Schneider and Thomson met shortly after she assumed her position with the symphony and last year they worked together on another world premier of one of his pieces: Celebration and Reflection. Schneider wrote the score for Penticton’s centennial celebration, at Thomson’s request, to take the listener on a musical journey through the history of the area—much of which he’s witnessed first hand.
This piece is quite different as it was written in the romantic style, rather than the classical, taking the listener through three movements to a lively finish.
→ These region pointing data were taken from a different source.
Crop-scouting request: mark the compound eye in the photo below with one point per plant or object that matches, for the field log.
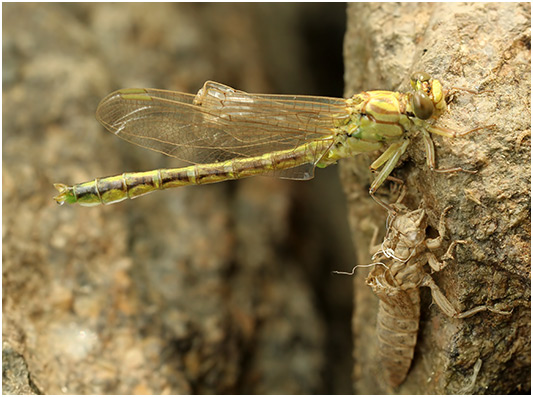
(420, 76)
(422, 105)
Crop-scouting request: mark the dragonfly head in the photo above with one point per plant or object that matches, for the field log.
(428, 98)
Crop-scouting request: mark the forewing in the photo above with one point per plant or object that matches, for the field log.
(219, 123)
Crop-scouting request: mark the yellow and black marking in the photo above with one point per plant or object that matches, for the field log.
(368, 121)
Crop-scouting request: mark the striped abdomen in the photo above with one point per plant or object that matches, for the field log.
(116, 188)
(397, 326)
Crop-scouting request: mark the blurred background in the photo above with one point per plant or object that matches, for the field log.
(223, 288)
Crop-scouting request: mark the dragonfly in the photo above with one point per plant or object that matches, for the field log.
(227, 134)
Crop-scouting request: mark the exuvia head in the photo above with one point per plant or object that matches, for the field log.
(428, 98)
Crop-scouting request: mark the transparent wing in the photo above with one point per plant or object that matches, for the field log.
(219, 123)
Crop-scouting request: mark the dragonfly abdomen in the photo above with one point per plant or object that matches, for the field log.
(131, 185)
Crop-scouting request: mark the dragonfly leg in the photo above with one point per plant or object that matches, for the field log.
(389, 159)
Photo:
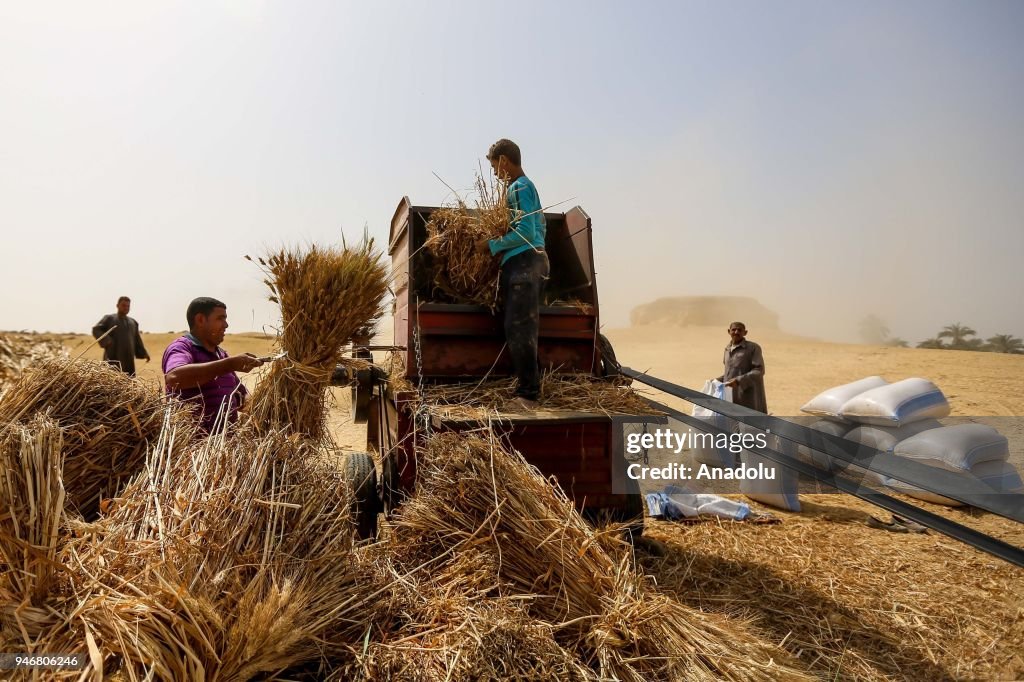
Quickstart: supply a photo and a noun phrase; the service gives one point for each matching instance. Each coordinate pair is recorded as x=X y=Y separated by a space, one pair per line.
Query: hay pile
x=461 y=271
x=226 y=559
x=18 y=351
x=485 y=524
x=558 y=391
x=326 y=297
x=108 y=420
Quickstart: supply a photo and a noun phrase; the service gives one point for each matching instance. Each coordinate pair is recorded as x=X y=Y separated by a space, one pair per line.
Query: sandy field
x=853 y=602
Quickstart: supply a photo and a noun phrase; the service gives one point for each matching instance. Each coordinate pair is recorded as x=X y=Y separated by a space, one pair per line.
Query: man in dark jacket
x=744 y=370
x=124 y=344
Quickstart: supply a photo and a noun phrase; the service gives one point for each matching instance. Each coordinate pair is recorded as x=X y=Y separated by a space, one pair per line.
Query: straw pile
x=231 y=560
x=855 y=602
x=558 y=391
x=32 y=499
x=461 y=271
x=108 y=420
x=539 y=552
x=18 y=351
x=326 y=297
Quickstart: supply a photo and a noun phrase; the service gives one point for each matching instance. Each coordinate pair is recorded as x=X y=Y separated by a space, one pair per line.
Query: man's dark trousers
x=522 y=282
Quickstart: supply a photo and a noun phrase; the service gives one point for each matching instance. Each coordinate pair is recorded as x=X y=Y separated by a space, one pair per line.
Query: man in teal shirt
x=524 y=268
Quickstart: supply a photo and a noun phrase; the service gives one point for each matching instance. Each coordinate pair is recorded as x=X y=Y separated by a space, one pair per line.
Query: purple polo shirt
x=207 y=398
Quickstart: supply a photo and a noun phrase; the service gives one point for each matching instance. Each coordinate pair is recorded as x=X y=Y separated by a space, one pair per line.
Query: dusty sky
x=829 y=159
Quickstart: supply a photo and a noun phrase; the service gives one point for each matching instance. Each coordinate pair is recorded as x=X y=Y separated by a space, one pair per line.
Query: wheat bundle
x=442 y=621
x=18 y=351
x=326 y=297
x=32 y=499
x=489 y=641
x=558 y=391
x=108 y=419
x=229 y=561
x=472 y=493
x=849 y=599
x=454 y=232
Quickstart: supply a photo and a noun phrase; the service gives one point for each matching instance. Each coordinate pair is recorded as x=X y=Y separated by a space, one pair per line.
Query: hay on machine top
x=463 y=341
x=451 y=373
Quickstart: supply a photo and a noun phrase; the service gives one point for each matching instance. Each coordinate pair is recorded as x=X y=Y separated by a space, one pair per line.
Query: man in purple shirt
x=199 y=372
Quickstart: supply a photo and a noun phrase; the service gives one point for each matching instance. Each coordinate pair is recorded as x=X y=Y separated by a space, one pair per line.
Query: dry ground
x=852 y=601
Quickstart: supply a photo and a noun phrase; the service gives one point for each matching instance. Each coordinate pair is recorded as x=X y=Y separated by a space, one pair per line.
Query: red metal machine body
x=460 y=342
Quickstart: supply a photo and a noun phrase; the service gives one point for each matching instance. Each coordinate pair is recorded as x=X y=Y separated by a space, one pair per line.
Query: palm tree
x=957 y=335
x=1006 y=343
x=873 y=330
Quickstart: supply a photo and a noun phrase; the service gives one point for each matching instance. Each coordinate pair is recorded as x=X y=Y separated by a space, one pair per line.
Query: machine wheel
x=391 y=495
x=361 y=476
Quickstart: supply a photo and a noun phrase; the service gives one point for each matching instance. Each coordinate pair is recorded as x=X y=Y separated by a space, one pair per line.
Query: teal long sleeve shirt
x=527 y=226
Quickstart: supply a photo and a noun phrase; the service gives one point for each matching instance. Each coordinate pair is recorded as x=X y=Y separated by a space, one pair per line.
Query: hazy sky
x=829 y=159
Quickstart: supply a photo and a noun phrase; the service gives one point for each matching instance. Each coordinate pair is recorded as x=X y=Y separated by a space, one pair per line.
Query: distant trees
x=956 y=336
x=960 y=337
x=963 y=337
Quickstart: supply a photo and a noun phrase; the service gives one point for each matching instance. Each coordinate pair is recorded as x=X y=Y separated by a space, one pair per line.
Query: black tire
x=391 y=495
x=631 y=513
x=361 y=476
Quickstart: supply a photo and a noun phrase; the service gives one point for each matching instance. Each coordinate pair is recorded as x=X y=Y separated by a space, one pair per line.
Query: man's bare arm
x=190 y=376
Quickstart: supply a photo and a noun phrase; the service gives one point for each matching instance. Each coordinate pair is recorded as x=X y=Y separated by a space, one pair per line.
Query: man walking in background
x=744 y=370
x=124 y=344
x=199 y=372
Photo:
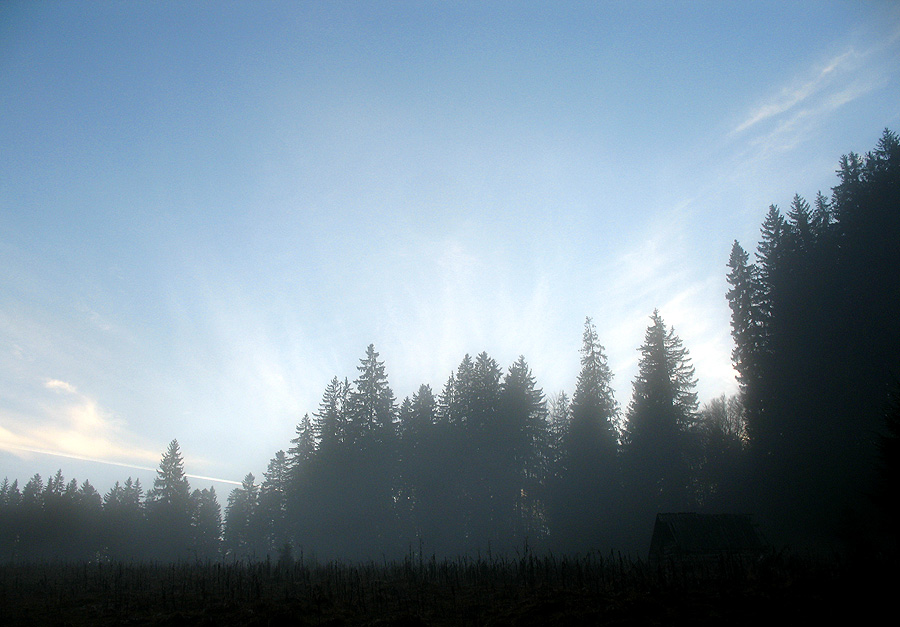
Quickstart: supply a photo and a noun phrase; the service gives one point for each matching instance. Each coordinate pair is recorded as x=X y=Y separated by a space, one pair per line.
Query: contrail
x=109 y=463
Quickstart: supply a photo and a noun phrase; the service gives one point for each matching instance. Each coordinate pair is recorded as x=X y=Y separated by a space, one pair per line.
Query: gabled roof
x=690 y=533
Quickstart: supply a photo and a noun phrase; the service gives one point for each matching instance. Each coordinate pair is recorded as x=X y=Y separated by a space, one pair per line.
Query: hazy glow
x=206 y=213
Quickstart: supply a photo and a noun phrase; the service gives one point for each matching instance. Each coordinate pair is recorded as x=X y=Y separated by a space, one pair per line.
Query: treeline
x=65 y=521
x=490 y=464
x=816 y=324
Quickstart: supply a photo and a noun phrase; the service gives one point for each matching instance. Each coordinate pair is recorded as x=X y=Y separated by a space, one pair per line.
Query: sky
x=208 y=210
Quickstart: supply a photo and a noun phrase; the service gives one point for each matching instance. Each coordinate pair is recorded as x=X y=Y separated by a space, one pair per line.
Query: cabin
x=690 y=539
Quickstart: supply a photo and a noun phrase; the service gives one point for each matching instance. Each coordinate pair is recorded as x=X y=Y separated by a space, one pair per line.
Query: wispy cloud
x=56 y=384
x=71 y=424
x=795 y=95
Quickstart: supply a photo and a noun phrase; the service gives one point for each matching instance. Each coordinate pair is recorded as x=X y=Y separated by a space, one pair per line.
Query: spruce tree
x=659 y=430
x=586 y=497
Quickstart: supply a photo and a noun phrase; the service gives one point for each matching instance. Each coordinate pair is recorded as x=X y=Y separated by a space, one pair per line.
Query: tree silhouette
x=660 y=444
x=169 y=506
x=588 y=492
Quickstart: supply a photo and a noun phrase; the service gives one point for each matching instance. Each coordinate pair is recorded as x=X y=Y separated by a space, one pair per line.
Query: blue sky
x=209 y=210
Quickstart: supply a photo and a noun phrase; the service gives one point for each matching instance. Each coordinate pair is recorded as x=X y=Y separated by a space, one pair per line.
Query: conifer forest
x=487 y=468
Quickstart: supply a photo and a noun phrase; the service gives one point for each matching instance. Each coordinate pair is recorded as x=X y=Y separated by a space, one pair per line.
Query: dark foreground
x=522 y=591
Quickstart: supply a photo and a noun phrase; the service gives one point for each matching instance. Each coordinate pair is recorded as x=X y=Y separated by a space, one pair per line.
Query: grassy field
x=527 y=590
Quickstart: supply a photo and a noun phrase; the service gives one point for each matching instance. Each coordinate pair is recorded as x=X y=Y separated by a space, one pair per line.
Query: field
x=525 y=590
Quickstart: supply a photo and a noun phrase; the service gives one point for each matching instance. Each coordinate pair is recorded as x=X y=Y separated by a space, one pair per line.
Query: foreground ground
x=524 y=591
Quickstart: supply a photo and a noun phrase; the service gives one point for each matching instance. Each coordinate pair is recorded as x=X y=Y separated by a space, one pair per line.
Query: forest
x=490 y=464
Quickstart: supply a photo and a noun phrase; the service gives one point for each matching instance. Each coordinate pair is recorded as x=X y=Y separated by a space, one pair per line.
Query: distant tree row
x=65 y=521
x=491 y=464
x=488 y=464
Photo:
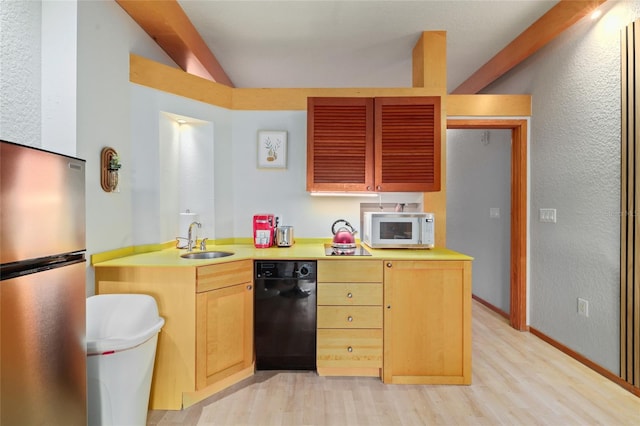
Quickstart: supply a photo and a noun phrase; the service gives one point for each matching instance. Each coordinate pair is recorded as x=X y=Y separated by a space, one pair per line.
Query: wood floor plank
x=517 y=379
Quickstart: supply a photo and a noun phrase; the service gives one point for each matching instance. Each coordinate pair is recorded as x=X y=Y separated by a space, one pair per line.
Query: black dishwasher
x=285 y=314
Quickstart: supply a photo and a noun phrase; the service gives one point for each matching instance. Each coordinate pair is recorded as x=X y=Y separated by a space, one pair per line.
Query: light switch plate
x=547 y=215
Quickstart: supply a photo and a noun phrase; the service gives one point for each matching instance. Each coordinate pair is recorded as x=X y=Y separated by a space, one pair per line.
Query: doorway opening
x=518 y=244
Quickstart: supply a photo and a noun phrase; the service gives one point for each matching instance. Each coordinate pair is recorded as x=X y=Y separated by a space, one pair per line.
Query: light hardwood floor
x=518 y=379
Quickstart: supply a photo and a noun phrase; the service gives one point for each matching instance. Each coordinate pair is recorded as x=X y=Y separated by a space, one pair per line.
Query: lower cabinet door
x=427 y=322
x=224 y=333
x=355 y=348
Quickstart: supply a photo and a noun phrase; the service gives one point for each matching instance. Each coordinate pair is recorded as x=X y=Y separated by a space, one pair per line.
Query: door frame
x=518 y=260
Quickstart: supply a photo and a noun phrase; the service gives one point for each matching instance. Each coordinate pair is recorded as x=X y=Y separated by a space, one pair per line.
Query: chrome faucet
x=192 y=241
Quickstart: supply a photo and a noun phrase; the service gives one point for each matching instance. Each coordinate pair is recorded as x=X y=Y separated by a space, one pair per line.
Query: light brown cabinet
x=374 y=144
x=206 y=343
x=427 y=322
x=350 y=318
x=224 y=321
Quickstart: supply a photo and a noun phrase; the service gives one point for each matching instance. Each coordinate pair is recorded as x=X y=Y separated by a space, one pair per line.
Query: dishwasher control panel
x=285 y=269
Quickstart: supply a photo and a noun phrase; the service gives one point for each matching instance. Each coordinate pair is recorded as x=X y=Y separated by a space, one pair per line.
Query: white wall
x=479 y=179
x=175 y=167
x=575 y=168
x=20 y=72
x=59 y=58
x=105 y=37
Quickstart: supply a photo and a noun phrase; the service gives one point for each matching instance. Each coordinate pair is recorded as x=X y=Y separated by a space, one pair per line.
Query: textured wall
x=20 y=82
x=479 y=179
x=575 y=168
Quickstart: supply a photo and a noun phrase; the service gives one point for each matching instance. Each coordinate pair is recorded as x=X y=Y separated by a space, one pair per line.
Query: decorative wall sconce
x=109 y=168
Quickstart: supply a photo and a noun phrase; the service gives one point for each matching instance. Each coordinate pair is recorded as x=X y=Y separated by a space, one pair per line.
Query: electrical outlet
x=547 y=215
x=583 y=307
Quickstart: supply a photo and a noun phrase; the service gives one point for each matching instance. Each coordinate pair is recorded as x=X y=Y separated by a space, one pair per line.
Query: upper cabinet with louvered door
x=373 y=144
x=407 y=144
x=340 y=144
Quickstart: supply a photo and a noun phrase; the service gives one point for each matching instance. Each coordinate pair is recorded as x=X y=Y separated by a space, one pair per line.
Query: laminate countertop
x=170 y=256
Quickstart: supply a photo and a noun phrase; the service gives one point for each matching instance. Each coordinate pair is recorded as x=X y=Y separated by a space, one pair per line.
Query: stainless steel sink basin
x=206 y=254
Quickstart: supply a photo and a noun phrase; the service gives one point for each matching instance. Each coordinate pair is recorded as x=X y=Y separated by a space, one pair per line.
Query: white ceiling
x=362 y=43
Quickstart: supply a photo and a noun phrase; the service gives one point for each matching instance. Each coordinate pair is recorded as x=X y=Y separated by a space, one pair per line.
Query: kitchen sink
x=206 y=254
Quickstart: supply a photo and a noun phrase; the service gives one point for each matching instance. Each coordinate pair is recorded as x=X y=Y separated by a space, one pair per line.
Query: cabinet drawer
x=349 y=317
x=221 y=275
x=347 y=271
x=349 y=348
x=350 y=294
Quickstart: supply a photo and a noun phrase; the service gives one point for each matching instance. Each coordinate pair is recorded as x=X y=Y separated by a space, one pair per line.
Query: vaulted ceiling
x=361 y=43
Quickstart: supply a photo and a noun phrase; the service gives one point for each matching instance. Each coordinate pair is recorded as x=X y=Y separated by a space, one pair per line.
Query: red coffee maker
x=264 y=230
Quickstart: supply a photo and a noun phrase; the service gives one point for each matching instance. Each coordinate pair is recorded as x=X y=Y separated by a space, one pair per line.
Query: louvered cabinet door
x=340 y=144
x=407 y=144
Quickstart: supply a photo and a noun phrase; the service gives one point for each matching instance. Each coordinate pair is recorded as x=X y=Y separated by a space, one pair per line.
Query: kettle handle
x=333 y=227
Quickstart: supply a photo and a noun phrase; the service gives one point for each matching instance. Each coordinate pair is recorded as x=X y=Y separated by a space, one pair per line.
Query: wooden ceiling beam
x=169 y=26
x=551 y=24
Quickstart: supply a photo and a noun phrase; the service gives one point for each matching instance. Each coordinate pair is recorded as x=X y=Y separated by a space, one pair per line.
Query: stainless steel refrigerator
x=42 y=287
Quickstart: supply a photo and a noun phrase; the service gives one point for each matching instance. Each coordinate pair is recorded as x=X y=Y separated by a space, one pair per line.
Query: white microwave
x=398 y=230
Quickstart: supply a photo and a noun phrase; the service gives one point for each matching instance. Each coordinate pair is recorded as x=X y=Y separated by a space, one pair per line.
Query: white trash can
x=122 y=334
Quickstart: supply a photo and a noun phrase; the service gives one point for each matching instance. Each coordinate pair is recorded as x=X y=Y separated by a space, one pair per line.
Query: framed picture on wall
x=272 y=149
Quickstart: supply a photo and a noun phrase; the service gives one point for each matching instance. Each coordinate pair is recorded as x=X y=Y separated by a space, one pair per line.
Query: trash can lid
x=120 y=321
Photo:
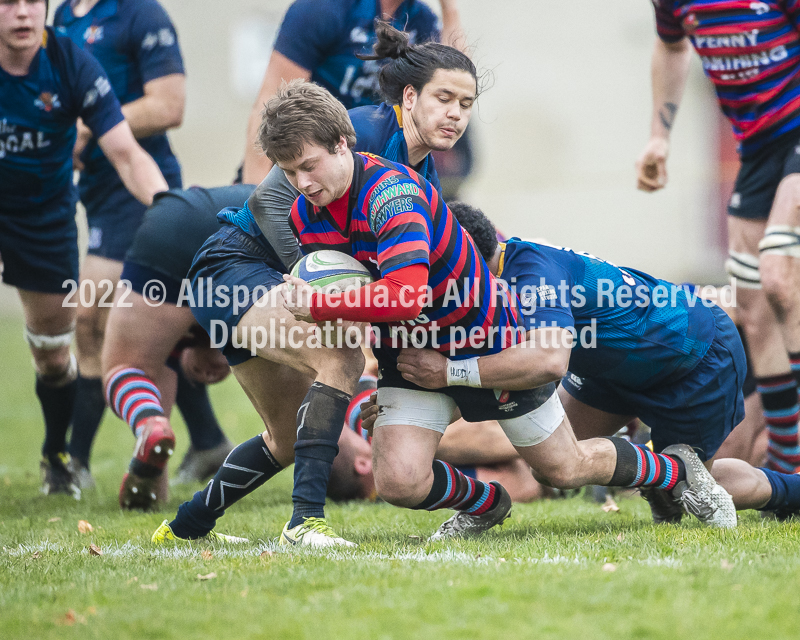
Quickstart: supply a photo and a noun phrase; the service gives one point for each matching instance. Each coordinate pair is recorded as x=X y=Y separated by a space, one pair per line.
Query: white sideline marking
x=187 y=550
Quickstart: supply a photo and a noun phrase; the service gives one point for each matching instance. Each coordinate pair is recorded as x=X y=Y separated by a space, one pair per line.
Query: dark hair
x=413 y=64
x=302 y=113
x=476 y=224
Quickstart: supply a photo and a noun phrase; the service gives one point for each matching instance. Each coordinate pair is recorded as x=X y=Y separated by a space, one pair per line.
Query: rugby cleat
x=57 y=477
x=164 y=534
x=699 y=494
x=314 y=533
x=463 y=525
x=665 y=508
x=201 y=465
x=154 y=446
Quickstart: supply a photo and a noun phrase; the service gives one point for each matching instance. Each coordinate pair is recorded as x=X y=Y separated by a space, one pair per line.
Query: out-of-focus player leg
x=310 y=419
x=49 y=331
x=101 y=274
x=777 y=384
x=140 y=388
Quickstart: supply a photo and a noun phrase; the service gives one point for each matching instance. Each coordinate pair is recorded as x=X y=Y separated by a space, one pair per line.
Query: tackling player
x=137 y=46
x=657 y=353
x=46 y=84
x=751 y=52
x=394 y=222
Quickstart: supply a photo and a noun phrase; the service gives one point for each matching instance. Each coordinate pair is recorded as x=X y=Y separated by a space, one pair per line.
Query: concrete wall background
x=557 y=133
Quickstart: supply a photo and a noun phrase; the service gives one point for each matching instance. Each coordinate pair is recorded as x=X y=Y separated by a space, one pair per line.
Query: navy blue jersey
x=379 y=131
x=135 y=42
x=646 y=331
x=37 y=122
x=324 y=38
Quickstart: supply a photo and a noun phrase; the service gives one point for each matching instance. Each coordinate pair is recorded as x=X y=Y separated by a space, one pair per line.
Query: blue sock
x=785 y=492
x=319 y=425
x=245 y=469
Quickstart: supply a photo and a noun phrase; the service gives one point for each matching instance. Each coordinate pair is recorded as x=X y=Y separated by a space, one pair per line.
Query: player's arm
x=669 y=70
x=160 y=108
x=137 y=170
x=280 y=69
x=542 y=358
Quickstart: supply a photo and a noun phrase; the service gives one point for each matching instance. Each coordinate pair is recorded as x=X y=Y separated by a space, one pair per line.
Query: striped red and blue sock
x=637 y=466
x=781 y=411
x=133 y=397
x=453 y=490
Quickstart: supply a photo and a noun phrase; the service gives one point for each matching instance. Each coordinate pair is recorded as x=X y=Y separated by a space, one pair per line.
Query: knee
x=56 y=366
x=557 y=477
x=88 y=332
x=777 y=286
x=402 y=489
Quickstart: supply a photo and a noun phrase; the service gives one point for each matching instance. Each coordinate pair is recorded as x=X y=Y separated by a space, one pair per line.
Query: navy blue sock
x=785 y=491
x=319 y=425
x=245 y=469
x=90 y=403
x=57 y=406
x=193 y=402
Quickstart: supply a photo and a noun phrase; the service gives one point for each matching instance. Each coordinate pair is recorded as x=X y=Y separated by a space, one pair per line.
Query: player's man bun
x=412 y=64
x=391 y=42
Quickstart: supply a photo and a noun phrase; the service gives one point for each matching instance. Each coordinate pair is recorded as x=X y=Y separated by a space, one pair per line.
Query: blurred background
x=556 y=134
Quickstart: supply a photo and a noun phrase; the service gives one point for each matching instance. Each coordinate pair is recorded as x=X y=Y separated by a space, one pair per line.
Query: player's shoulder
x=63 y=53
x=373 y=124
x=330 y=12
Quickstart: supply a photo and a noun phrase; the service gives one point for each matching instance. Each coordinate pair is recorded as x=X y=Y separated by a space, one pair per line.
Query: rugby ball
x=332 y=271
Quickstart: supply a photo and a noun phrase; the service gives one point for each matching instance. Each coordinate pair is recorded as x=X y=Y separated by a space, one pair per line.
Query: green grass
x=541 y=576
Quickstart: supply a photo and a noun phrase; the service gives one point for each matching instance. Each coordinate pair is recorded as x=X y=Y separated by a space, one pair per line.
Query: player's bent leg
x=405 y=438
x=769 y=353
x=140 y=390
x=49 y=332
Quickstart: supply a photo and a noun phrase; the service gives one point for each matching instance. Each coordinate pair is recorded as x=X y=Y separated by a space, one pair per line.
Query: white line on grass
x=187 y=551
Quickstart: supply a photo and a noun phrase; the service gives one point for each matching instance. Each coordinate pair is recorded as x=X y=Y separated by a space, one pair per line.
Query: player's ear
x=363 y=465
x=409 y=97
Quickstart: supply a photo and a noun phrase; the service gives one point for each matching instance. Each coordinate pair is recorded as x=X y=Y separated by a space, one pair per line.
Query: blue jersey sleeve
x=155 y=41
x=98 y=106
x=544 y=288
x=308 y=31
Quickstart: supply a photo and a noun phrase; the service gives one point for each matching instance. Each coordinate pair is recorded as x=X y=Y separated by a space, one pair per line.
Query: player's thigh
x=271 y=332
x=46 y=313
x=590 y=422
x=406 y=435
x=276 y=392
x=141 y=335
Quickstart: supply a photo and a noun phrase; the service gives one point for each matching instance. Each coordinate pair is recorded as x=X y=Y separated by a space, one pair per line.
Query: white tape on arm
x=463 y=373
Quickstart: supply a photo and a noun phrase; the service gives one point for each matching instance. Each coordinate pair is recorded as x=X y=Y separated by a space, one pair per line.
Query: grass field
x=557 y=569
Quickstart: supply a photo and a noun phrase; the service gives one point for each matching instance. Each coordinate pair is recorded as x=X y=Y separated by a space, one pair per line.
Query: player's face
x=21 y=24
x=319 y=175
x=441 y=111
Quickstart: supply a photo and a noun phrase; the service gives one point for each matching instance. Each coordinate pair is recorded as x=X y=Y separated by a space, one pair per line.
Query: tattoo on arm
x=667 y=114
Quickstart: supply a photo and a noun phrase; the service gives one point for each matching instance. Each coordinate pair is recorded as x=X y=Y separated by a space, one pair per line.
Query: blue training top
x=379 y=131
x=37 y=123
x=324 y=38
x=647 y=331
x=135 y=42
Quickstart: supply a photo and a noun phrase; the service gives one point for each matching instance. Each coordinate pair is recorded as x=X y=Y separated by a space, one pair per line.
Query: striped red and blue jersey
x=751 y=52
x=396 y=219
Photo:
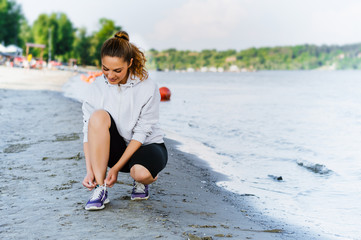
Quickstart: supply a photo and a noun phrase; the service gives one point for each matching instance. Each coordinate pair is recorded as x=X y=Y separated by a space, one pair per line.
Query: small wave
x=314 y=167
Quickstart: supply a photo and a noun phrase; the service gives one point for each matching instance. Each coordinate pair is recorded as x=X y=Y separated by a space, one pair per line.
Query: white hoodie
x=134 y=107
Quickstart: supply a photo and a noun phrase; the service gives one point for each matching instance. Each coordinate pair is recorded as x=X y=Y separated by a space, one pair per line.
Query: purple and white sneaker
x=140 y=191
x=98 y=198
It’s dedicated to Helen Silvester, the Penticton pianist he studied under after Coulthard, and though the symphony had yet to run it through when she spoke to the Capital News, Thomson said she loves its whimsical, ethereal feel.
She’s had to scale back some of the other choices she originally made for the program, due to the recent provincial funding cuts, but says the orchestra will perform its full season nonetheless—just with fewer musical guests.
While she loves doing the classics, and has followed Schneider’s work with Tchaikovsky’s robust Symphony No. 5, Thomson said there is nothing quite like bringing a world premier to the stage—particularly when the composer can sit in on the rehearsals and give his views.
For ticket information call Ticketmaster at 250-860-1470 in Kelowna. The concert runs Oct. 16, 8 pm. at Kelowna Community Theatre.
The Okanagan Symphony also performs the program at the Cleland Theatre in Penticton Oct. 17 at 7:30 p.m., call 250-770-1470; and at the Vernon Performing Arts Centre, Oct. 18, 7 p.m., call 250-549-7469.